3 ways to load geospatial data into Redshift

Summary

Looking to load geospatial data into Amazon Redshift? Find out how to do this using Python, GDAL, Airbyte & dbt.

This post may describe functionality for an old version of CARTO. Find out about the latest and cloud-native version here.
3 ways to load geospatial data into Redshift

Amazon Redshift has multiple ways to load data  both native COPY commands and through other tools. With that said  loading geospatial data always has added complexity. If your data is not in a CSV format or has things like misformatted geometries  you will have to take a few extra steps to load your data.

This post outlines four ways to load your geospatial data into Redshift  and some tools and methods you can use along the way.

Want to have a go yourself? Sign up to a free CARTO two-week trial.


Option 1: Load your data with Python

This post from our own Borja Muñoz outlines a step by step approach to transforming the data  loading the data to S3  and then using the Redshift Data API and the boto3 Python package to load your data.
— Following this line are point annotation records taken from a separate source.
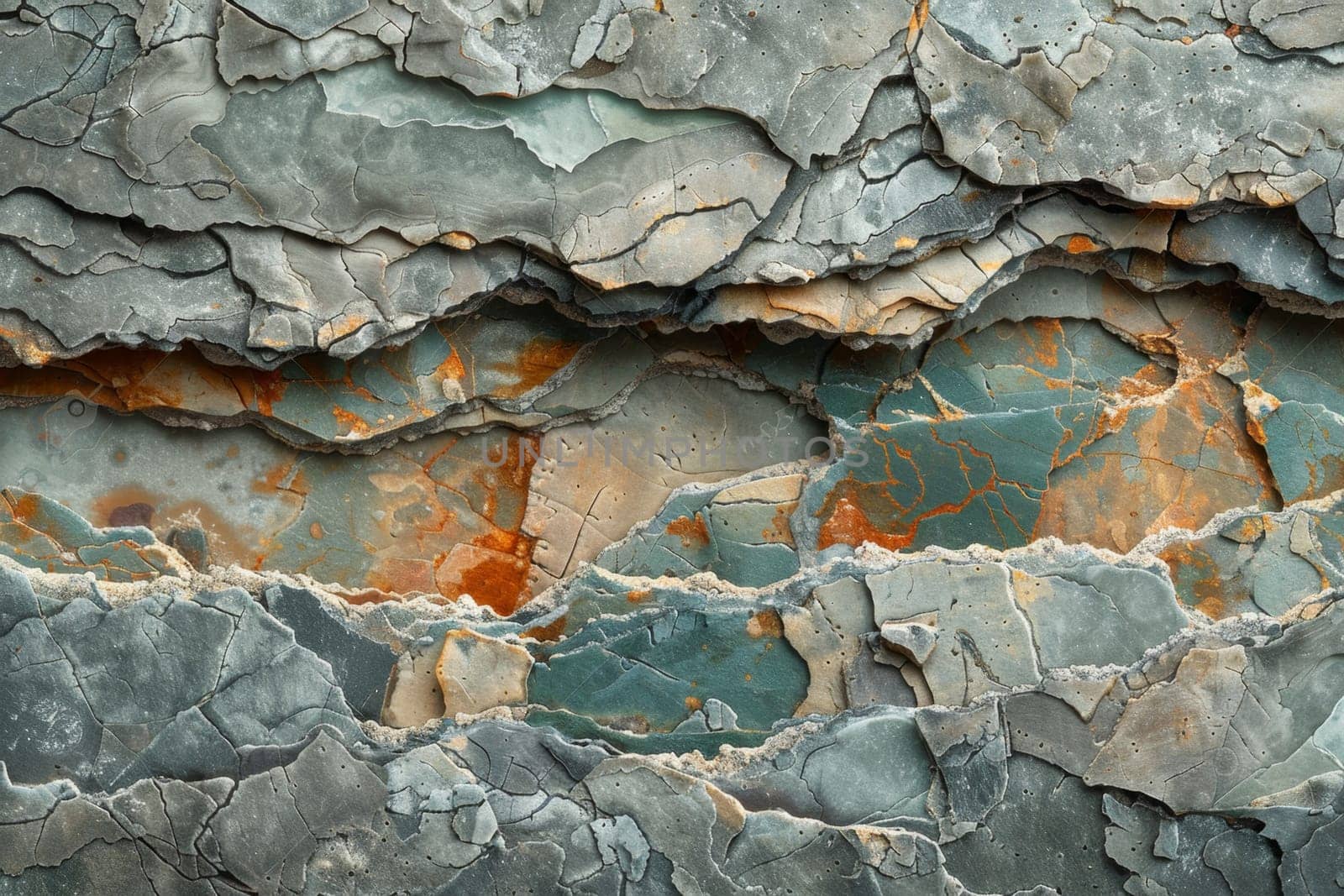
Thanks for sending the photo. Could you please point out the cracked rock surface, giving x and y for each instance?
(665, 446)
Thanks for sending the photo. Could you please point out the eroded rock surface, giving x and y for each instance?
(669, 446)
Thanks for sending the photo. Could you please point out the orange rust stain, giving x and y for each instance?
(537, 363)
(349, 423)
(766, 624)
(501, 578)
(691, 531)
(452, 367)
(268, 390)
(780, 531)
(550, 631)
(1047, 342)
(1079, 244)
(1121, 496)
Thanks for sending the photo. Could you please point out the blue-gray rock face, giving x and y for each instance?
(664, 446)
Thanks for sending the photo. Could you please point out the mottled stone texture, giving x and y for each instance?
(648, 446)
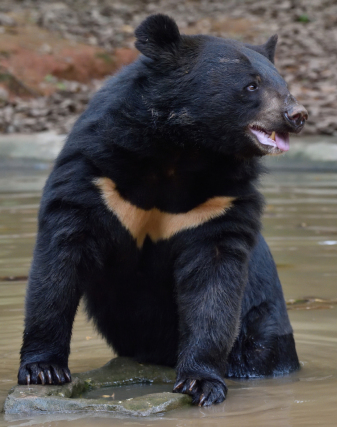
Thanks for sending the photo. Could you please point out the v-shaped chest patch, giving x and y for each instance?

The process uses the following steps:

  1. Create a CSV file with EWKB geometries using Fiona and Shapely
  2. Upload that data to S3 using boto
  3. Import the data into Redshift using the Redshift Data API
  4. The code includes a function to read the data types from Fiona and create the table which is required to execute the COPY command

You can check out the full post here and get access to the code here.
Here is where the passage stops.